Golpe de estado
Si digo que Golpe de estado no se aparta demasiado del género que hizo famosos a los Dowdle es porque no hay mucha diferencia entre los insurgentes tailandeses de esta película y los Fantasmas de Marte (Ghosts of Mars, 2001) de John Carpenter o los infectados de 28 semanas después (28 Weeks Later, Juan Carlos Fresnadillo, 2007), por poner dos ejemplos con los que la cinta también comparte estructura. Podrían compararse también con los indios de muchas cintas del oeste, pero el salvajismo que emplean y la manera en la que son retratados por el director colocan a los protagonistas (y, por extensión, a los espectadores) casi en una película de terror, asediados por una turba de asesinos despiadados a los que sólo la muerte puede detener. No cabe duda de que representar a los nativos como una masa desquiciada y terrorista posee algo de racismo implícito, por mucho que se les intente justificar durante una conversación mantenida entre Jack y Hammond en uno de los escasos pasajes tranquilos de la cinta. Pero es evidente que el comentario político es una mera excusa en un guion que bebe también de los actioners de la Cannon y otras productoras menos emblemáticas, pudiendo servir de acompañamiento perfecto a una hipotética sesión doble con Invasión USA (Invasion U.S.A., Joseph Zito, 1985). Sin embargo, Owen Wilson no es Chuck Norris, por mucho que también intentara convertirse en héroe de acción en la simpática Tras la línea enemiga (Behind Enemy Lines, John Moore, 2001). Y los Dowdle son lo suficientemente inteligentes como para no intentar convertir esto en una macho movie con un Wilson hipermusculado y armado hasta los dientes. Al contrario, mantienen la figura del protagonista dentro de los márgenes del tipo corriente que sólo quiere proteger a su familia, pero al que le faltan los recursos necesarios para enfrentarse por sí solo a unos guerrilleros que le superan tanto en número como en habilidades aniquiladoras. El personaje de Brosnan es quien ejerce de salvador en varios momentos, aunque a la hora de la verdad lo que mantiene vivos a los turistas americanos es su capacidad para seguir unidos como familia, sin importar a qué tengan que enfrentarse. Así que, como ven, Golpe de estado puede considerarse una película retrógrada y xenófoba, pero no mucho más que cualquier obra de acción de los 80 con la que hayan podido disfrutar en más de una ocasión, sin plantearse este tipo de cuestiones sociales.
Al fin y al cabo, aquí lo que importa es el dinamismo, la acumulación de tensión, la liberación en forma de explosión de violencia, el suspense y, sobre todo, la acción. En ese sentido, pocas pegas se le pueden poner a una película trepidante, espectacular (a pesar de un presupuesto ajustado de cinco millones de dólares) y electrizante que hace sudar al espectador y obliga a contener el aliento en más de una ocasión. Vean por ejemplo la secuencia de la azotea del hotel, con la aparición del helicóptero y la posterior huida de la familia Dwyer a través de los tejados. Llegamos hasta esa situación después del primer estallido de violencia de la película y, justo cuando parece que hemos encontrado un pequeño remanso de paz, sin que aún hayamos sido capaces de relajarnos, somos arrojados de nuevo a una situación de peligro aun mayor de la que los personajes sólo pueden escapar de una manera que, en frío, desafía cualquier lógica y sería rechazada por cualquier persona con dos dedos de frente (arrojar a tus propias hijas de una azotea a otra, como si fueran bultos de equipaje), pero que dentro del contexto de la secuencia tiene sentido.

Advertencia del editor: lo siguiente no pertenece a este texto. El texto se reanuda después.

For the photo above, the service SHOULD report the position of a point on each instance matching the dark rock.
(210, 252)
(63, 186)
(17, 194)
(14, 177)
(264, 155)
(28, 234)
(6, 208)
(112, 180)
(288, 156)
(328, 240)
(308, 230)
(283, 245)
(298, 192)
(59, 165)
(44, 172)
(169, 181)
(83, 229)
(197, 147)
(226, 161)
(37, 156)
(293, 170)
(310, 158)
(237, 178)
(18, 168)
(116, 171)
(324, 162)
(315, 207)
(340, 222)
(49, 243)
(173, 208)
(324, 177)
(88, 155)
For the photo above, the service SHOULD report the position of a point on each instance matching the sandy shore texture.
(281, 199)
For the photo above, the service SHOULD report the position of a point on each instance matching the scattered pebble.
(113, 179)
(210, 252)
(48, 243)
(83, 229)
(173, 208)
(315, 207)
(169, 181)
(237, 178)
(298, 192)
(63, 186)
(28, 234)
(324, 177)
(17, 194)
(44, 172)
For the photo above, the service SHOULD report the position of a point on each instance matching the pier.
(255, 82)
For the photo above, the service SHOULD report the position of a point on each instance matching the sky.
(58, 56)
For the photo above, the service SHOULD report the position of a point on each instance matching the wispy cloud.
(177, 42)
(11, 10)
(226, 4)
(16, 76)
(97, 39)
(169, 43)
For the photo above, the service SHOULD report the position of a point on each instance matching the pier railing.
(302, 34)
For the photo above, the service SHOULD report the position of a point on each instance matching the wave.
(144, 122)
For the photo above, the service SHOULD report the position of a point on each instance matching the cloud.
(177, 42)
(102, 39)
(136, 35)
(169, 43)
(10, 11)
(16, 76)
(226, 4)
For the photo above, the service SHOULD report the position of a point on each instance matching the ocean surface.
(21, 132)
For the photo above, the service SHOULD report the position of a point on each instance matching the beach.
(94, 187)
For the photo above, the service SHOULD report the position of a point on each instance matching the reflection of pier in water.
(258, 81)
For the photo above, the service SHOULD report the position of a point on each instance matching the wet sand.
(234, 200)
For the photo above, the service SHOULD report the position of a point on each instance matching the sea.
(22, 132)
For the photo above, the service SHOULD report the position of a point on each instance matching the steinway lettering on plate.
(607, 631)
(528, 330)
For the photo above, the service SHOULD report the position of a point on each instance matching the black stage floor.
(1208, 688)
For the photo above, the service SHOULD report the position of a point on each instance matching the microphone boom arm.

Y esa es la dinámica que sigue el film durante sus 100 minutos de duración: cuando menos lo esperamos, hay un tanque disparando proyectiles hacia el edificio donde se esconden los héroes, poco después tienen que huir en moto y algo más tarde han de sobrevivir al asedio de un francotirador. No hay descanso en Golpe de estado y, cuando termina la película, uno acaba con sudor en las manos y una sonrisa de alivio y satisfacción. Es una experiencia intensa y cafre, con la misma sutileza que una patada en los testículos, una celebración de la cinética tan políticamente incorrecta como jovialmente satisfactoria. Y ante todo esto no hay que oponer resistencia alguna.